Energy-Motivated Equivariant Pretraining for 3D Molecular Graphs

Authors: Rui Jiao, Jiaqi Han, Wenbing Huang, Yu Rong, Yang Liu

AAAI 2023 | Conference PDF | Archive PDF | Plain Text | LLM Run Details

Reproducibility Variable Result LLM Response
Research Type Experimental We evaluate our model pretrained from a large-scale 3D dataset GEOM-QM9 on two challenging 3D benchmarks: MD17 and QM9. Experimental results demonstrate the efficacy of our method against current state-of-the-art pretraining approaches, and verify the validity of our design for each proposed component.
Researcher Affiliation Collaboration 1 Beijing National Research Center for Information Science and Technology (BNRist), Department of Computer Science and Technology, Tsinghua University 2 Institute for AI Industry Research (AIR), Tsinghua University 3 Beijing Academy of Artificial Intelligence 4 Gaoling School of Artificial Intelligence, Renmin University of China 5 Beijing Key Laboratory of Big Data Management and Analysis Methods 6 Tencent AI Lab
Pseudocode No The paper describes its methods using mathematical formulations and descriptive text but does not include any explicitly labeled pseudocode or algorithm blocks.
Open Source Code Yes Code is available at https://github.com/jiaor17/3D-EMGP.
Open Datasets Yes Pretraining dataset We leverage a large-scale molecular dataset GEOM-QM9 (Axelrod and Gomez-Bombarelli 2022) with corresponding 3D conformations as our pretraining dataset. [...] Downstream tasks To thoroughly evaluate our proposed pretraining framework, we employ the two widely-adopted 3D molecular property prediction datasets: MD17 (Chmiela et al. 2017) and QM9 (Ramakrishnan et al. 2014), as the downstream tasks.

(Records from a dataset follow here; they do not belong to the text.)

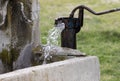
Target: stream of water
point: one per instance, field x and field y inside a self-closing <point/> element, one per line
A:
<point x="52" y="39"/>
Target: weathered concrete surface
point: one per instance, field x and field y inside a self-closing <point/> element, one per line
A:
<point x="76" y="69"/>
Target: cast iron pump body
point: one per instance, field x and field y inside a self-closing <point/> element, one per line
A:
<point x="73" y="25"/>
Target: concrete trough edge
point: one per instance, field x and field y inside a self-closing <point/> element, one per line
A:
<point x="75" y="69"/>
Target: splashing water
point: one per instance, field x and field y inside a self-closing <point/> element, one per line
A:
<point x="52" y="39"/>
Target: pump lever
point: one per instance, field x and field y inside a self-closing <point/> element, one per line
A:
<point x="93" y="12"/>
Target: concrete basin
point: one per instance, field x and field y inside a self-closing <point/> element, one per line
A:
<point x="75" y="69"/>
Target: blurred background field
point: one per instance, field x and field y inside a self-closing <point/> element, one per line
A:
<point x="100" y="35"/>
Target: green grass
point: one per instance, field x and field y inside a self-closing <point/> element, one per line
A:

Dataset Splits Yes In detail, MD17 contains the simulated dynamical trajectories of 8 small organic molecules, with the recorded energy and force at each frame. We select 9,500/500 frames as the training/validation set of each molecule. [...] We follow the data split in Anderson, Hy, and Kondor (2019) and Satorras, Hoogeboom, and Welling (2021), where the sizes of training, validation, and test sets are 100k, 18k, and 13k, respectively.

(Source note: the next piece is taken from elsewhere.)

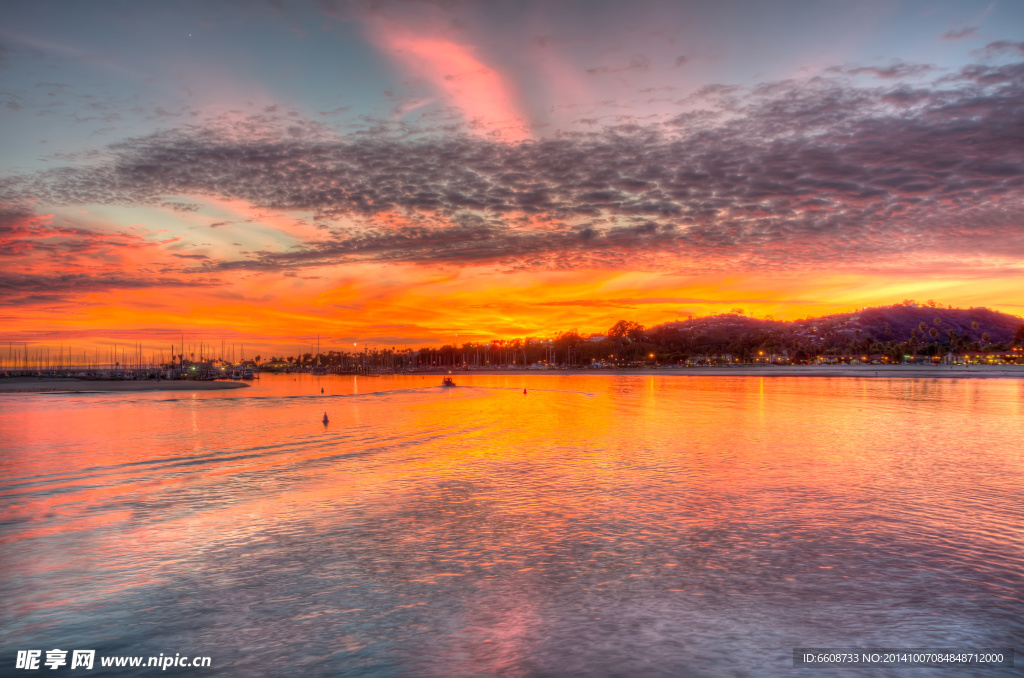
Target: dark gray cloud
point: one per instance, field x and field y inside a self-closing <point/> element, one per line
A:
<point x="790" y="174"/>
<point x="55" y="289"/>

Hardware Specification No The paper does not provide specific hardware details such as GPU/CPU models or memory used for running the experiments.
Software Dependencies No The paper does not provide specific software dependency versions (e.g., library names with version numbers like Python 3.8, CPLEX 12.4).
Experiment Setup No The paper mentions data splits and backbone models but does not explicitly provide concrete hyperparameter values, training configurations, or system-level settings for the experimental setup in the main text.